Loneliest snail on earth has offspring and turns out to be the result of a rare accident

The loneliest snail on earth has babies and turns out to be the result of a rare accident
Image: Angus Davison University of Nottingham

The popular super-rare snail had a rather remarkable house that did not turn clockwise as with most snails, but instead counterclockwise. To further study this phenomenon, researchers called on the public to find a love partner for Jeremy who, like himself, has a shell that turns in the ‘wrong’ direction. Although for a moment it seemed as if Jeremy was not destined to find the one, the snail eventually managed to produce offspring on the trap bar. And that brings interesting new insights.

Who is Jeremy?

The story begins in 2016 when a retired British scientist discovers Jeremy. It puzzled researchers. Because how is it possible that Jeremy’s shell rotates counterclockwise? Is it an error in its development or something genetic? To answer that question, Jeremy actually had to mate with another snail. But that is easier said than done. Because not only Jeremy’s shell turns the other way. His genitals are also mirrored, which makes it difficult to mate with an ‘ordinary’ snail. While snails are hermaphrodites – meaning they can reproduce independently – they don’t like to do this. And so there actually had to be found a snail with a shell that turned the wrong way like Jeremy’s. An appeal was made and countless British people searched their garden. In the end, two snails with the same condition were introduced to Jeremy: Lefty and Tomeu. However, these two snails were found to be like each other better than Jeremy who left them flop-lost.

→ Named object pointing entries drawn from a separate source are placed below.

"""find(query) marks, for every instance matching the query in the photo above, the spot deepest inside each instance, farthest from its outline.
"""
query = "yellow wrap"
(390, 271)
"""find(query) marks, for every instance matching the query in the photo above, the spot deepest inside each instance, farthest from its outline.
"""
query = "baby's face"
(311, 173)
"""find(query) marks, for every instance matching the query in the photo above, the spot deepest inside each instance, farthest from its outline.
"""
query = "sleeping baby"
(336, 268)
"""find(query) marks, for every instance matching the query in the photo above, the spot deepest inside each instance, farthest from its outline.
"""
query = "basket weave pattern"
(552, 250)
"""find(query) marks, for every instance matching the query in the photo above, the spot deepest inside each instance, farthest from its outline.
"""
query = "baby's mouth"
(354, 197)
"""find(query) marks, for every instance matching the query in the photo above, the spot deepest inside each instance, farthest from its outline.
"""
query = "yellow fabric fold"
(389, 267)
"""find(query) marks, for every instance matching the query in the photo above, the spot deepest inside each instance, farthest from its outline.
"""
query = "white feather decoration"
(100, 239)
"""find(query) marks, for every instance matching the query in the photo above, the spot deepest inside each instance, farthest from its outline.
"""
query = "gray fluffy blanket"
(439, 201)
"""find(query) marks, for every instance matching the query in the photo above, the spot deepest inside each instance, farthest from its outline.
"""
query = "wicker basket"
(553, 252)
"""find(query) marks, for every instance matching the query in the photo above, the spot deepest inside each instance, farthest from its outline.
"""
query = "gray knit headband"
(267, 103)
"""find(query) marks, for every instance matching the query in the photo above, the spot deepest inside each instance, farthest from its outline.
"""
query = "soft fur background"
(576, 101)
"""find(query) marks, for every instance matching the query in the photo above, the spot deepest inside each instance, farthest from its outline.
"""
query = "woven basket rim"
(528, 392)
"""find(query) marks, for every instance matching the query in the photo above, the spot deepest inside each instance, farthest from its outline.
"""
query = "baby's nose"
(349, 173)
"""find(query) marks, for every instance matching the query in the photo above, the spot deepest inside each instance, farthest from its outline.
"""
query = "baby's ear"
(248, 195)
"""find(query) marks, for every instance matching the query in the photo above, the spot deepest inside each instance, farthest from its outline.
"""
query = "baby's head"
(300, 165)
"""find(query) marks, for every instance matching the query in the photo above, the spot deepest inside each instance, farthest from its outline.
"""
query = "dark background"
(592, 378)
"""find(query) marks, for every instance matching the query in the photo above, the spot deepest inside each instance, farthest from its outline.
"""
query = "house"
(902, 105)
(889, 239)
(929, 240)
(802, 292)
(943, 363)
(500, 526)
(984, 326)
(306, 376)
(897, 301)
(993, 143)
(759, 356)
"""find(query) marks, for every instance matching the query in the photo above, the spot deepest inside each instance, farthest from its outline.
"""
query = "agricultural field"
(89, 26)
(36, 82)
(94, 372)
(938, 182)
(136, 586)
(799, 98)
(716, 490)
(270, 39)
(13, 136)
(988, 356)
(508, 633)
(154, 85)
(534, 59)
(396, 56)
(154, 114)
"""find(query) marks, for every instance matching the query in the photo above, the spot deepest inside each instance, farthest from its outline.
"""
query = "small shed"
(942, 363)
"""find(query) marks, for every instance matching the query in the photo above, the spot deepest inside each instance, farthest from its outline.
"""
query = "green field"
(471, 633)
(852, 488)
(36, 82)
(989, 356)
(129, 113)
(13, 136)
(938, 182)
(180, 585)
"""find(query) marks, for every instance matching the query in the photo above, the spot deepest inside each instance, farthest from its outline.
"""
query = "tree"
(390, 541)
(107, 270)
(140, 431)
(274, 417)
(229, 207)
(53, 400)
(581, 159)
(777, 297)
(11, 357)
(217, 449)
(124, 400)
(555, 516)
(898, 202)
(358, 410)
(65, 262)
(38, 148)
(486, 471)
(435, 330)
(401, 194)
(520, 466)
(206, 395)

Researchers hoped to use Jeremy’s offspring to study the genetics of the exceptional condition. But when it turned out that Jeremy was less popular among snails than among humans, the attention was shifted to the other snails with left-turning houses. In three years, nearly fifteen thousand eggs were born out of four generations of snails.

What about Jeremy? For a moment, it looked like this unfortunate snail was going to die alone. But at the drop bar, he still managed to find the love of his life. This led to Jeremy becoming the father of – probably – eighteen offspring in his old age. “After a long search for a partner and several mishaps along the way, Jeremy eventually produced offspring,” says researcher Angus Davidson. “Good news for me and the rest of the world.”

Jeremy’s offspring and those of other snails with left-turning shells were thoroughly studied to undetrace the mystery of the particular condition. And this shows that two snails with a shell rotating against the clock, they bring ordinary snails with a house that rotates clockwise into the world. “We’ve learned that twice the left makes the right again,” Davidson sums up briefly.

It means that Jeremy and other species that exhibit the same phenomenon are not hereditarily burdened. “Our findings show that it is usually a rare accident and not an inherited condition,” Davidson concludes. At least, under squiggly snails. “In other snails, their left-handedness is an inherited condition. However, we still do not understand exactly what this is about. If we can unravel this, it will provide information about how organs are placed precisely in the body of other animals, including ourselves.”

Moreover, this will also give us more insight into why this sometimes goes wrong and organs end up mirrored in the body. Because snails are not the only ones who have asymmetry; Think of people who have their hearts on the right instead of the left. While it may seem like a big leap from snail houses turning leftward to human ‘situs inversus’ as it is called, it is possible that future studies may teach us more about this phenomenon. And that will help us understand why some babies are born, for example, with their hearts on the right.

Jeremy’s story ended well after all. The snail died at a respectable age of two years. “At the end of the day, Jeremy had a happy ending,” davidson says. “He successfully found a love partner – albeit just before he died – and produced offspring.” Moreover, the snail was also very interesting for science, although he still took secrets with him to the grave. “You could say that we tried to figure out exactly what made Jeremy different,” davidson said. “But that was simply not possible. Jeremy was special.”